赤谷誠 VS 志波姫神華 2 前編

『第六感』が赤谷に伝える。1秒後の未来の展開を。


(弾いて切り返してくるのか。弾かれるのならば先に志波姫の剣から俺の剣を離してしまえいい)


 志波姫の木刀は赤谷の剣をはじくつもりだったような挙動をみせるが、わずかに宙をもちあげるだけに終わる。

 動きを先読みされればさしもの志波姫も大きな隙をさらすことになった。


 ここだ、この勝負いただいた。

 赤谷は鬼の首をとったように威勢よく、握りしめた木刀を志波姫のこめかみに走らせた。


 だが、おかしなことに本来訪れるはずの赤谷のターンはやってこなかった。

 志波姫のほうが先に動いていたのである。


 赤谷は『第六感』で得た情報により、志波姫の対応力をあざわらうように封殺したが、それにたいして志波姫はすぐさま修正の動きを加え、赤谷の足首をまえから鋭く押しこむように蹴ったのだ。

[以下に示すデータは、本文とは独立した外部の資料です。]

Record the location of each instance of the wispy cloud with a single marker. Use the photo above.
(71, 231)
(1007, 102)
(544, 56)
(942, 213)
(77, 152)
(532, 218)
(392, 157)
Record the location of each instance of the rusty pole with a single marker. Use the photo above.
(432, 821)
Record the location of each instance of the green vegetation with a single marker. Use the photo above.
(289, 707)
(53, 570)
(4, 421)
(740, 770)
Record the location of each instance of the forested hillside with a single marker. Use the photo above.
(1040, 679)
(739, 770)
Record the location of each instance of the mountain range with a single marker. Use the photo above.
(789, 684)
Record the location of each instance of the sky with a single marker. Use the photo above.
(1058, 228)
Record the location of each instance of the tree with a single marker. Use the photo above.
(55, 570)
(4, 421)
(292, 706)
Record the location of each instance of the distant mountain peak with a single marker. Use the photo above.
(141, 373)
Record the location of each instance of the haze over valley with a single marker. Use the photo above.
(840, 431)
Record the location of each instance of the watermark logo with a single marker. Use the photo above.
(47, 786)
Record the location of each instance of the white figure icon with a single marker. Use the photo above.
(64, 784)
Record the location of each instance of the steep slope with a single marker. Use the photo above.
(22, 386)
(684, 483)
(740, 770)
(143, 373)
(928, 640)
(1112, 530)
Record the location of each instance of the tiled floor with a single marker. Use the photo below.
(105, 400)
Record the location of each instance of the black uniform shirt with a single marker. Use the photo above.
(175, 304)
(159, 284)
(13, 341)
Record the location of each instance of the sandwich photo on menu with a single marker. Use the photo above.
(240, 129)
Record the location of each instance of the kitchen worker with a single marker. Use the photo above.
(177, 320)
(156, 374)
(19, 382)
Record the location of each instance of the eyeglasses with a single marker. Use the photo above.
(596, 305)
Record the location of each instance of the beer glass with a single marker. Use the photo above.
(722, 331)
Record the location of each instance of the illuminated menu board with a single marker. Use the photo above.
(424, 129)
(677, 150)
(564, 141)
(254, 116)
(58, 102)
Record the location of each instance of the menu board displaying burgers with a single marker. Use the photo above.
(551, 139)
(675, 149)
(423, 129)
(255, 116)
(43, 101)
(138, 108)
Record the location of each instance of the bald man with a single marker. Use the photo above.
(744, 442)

 どうしてそんなことが可能なのか。赤谷は考える暇もない。

 だが、彼にはまだスキルが残っている。


 当然、これも『第六感』で見えているので、志波姫の前から押しこむような足払いも、狙われてるほうの足を持ちあげて回避。赤谷に嬉しさはない。どちらかというと不満がつのる。


 内心では「攻めてるの俺のはずなのに、志波姫のカウンターと対応速度が高すぎて、いつのまにか俺が対応しなくちゃいけない側にまわってんだけど。俺のターンなのに……」と理不尽さを感じていた。


 そんなことを思ってると、三度攻撃が飛んできた。はやくも3つ目の『第六感』を消費して避けさせられてしまい、最後には人を殺す勢いで頭を脳天から打ちおろされて赤谷は崩れ落ちた。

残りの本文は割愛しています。